LLM agents hold significant promise for advancing scientific research. To accelerate this progress, we introduce AIRS-Bench (the AI Research Science Benchmark), a suite of 20 tasks sourced from state-of-the-art machine learning papers. These tasks span diverse domains, including language modeling, mathematics, bioinformatics, and time series forecasting. AIRS-Bench tasks assess agentic capabilities over the full research lifecycle -- including idea generation, experiment analysis and iterative refinement -- without providing baseline code. The AIRS-Bench task format is versatile, enabling easy integration of new tasks and rigorous comparison across different agentic frameworks. We establish baselines using frontier models paired with both sequential and parallel scaffolds. Our results show that agents exceed human SOTA in four tasks but fail to match it in sixteen others. Even when agents surpass human benchmarks, they do not reach the theoretical performance ceiling for the underlying tasks. These findings indicate that AIRS-Bench is far from saturated and offers substantial room for improvement. We open-source the AIRS-Bench task definitions and evaluation code to catalyze further development in autonomous scientific research.

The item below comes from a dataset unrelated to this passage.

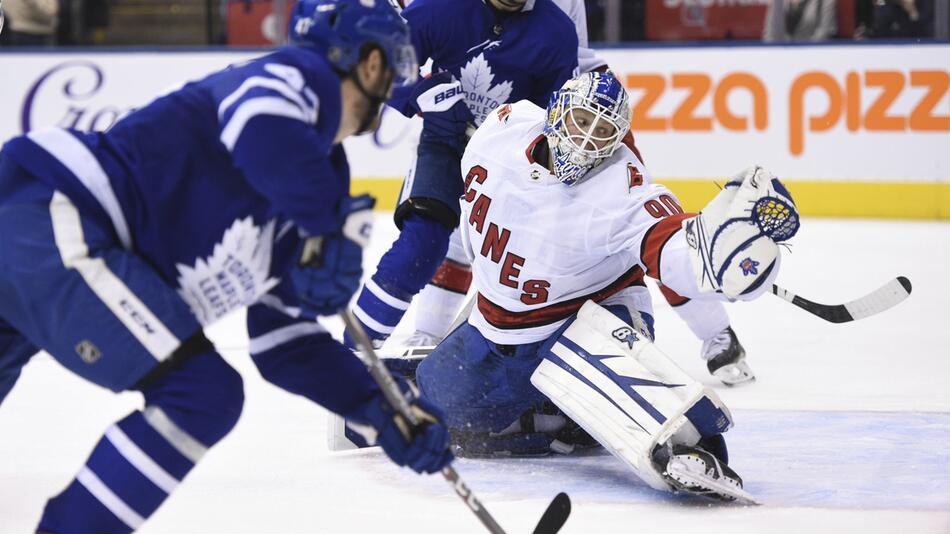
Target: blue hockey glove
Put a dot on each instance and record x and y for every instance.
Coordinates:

翻译：大型语言模型智能体在推动科学研究方面具有重要潜力。为加速这一进程，我们推出了AIRS-Bench（人工智能研究科学基准），该套件包含20项源自前沿机器学习论文的任务。这些任务涵盖语言建模、数学、生物信息学和时间序列预测等多个领域。AIRS-Bench任务评估智能体在完整研究生命周期中的自主能力——包括创意生成、实验分析与迭代优化——且不提供基准代码。AIRS-Bench的任务格式具有高度灵活性，支持新任务的便捷集成与不同智能体框架间的严格比较。我们采用前沿模型结合串行与并行框架的方式建立了性能基线。实验结果表明，智能体在四项任务中超越了人类最佳水平，但在其余十六项任务中未能达到同等表现。即使智能体在某些任务上超越人类基准，也未能达到该任务的理论性能上限。这些发现表明AIRS-Bench远未达到性能饱和状态，仍存在巨大的改进空间。我们开源了AIRS-Bench的任务定义与评估代码，以期推动自主科学研究领域的进一步发展。